The core Taliban leadership was stuck in a dilemma when the Khorasan Chapter of the terrorist outfit Islamic State of Iraq and Syria (ISIS) started gaining grounds in Afghanistan by recruiting the disgruntled Taliban warriors. It was believed by experts that the Taliban were launching multiple attacks in Kabul city and the northern provinces to prove mettle within its ranks. Until March 2016, the QCG could not succeed in bringing the Taliban to negotiations. Currently, with persisting cracks in the group during turbulent times of transitioning from Mullah Mansour to Mullah Haibatullah’s leadership, the probability of derailment of the Afghan reconciliation process is apparently high unless the new leader Haibatullah changes the course.

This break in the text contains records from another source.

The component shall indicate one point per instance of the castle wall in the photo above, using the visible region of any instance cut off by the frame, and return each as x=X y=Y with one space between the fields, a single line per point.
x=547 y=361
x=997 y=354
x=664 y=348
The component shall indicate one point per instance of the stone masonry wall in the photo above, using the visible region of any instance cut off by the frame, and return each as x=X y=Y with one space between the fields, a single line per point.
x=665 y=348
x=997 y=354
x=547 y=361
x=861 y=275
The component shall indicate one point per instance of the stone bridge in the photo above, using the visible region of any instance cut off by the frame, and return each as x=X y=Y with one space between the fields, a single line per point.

The Centre for Pakistan and Gulf Studies held a poll to ascertain how the public in Pakistan perceived their Facebook data being accessed by the Government of Pakistan. 51.9% respondents endorsed the government’s attempts to access Pakistani users’ Facebook data. 37% respondents did not approve of government to access private data. 11.1% were uncertain about this step by the government’s in the efforts to control cyber crimes in Pakistan.
The Government of Pakistan made 471 requests for data related to 706 user accounts between July and December 2015. These figures were provided in Facebook’s bi-annual transparency document, “Global Government Requests Report”. 192 such requests were made for data related to 275 Facebook accounts in the first half of 2015, against which 313 requests were entertained. Apparently, there has been a 145% increase in the number of requests made by December 2015. Digital rights activists in Pakistan have time and again expressed reservations over the government’s increasing requests to social media websites for access to users’ private online data, deriving it an act of transgression of civil liberties in Pakistan. Experts suggest that the sole responsibility for data privacy does not lie with the government, but also with international social media websites that facilitate governments’ requests. While the legal experts agree that cyber laws are necessary for countering terrorism, online radicalization, and rising extremism, however, it is the structure of the bill that has twisted the intent behind its formulation.
The Prevention of Electronic Crimes Bill (PECB) was formulated in consonance with the National Action Plan’s 20-point agenda to uproot decades-long violent extremism in Pakistan. Critics of the bill claim that the state will further misuse the new found authority to violate freedom of expression and basic rights under the pretext of a counter terrorism strategy. The PECB draft is widely viewed with scepticism by lawmakers and civil society. Despite this visible opposition, and the requirement of a two-third majority vote, the Bill it was pushed through with only 30 votes in a house of 342 members. Lawmakers have hinted at blocking the bill when it reaches the Upper House of the Parliament. Legal experts have termed the definitions of cyber offences in the bill as ‘vague’, with too harsh penalties. If clauses of the bill contradict the provisions in the Constitution of Pakistan, breaches can be struck down during the judicial review.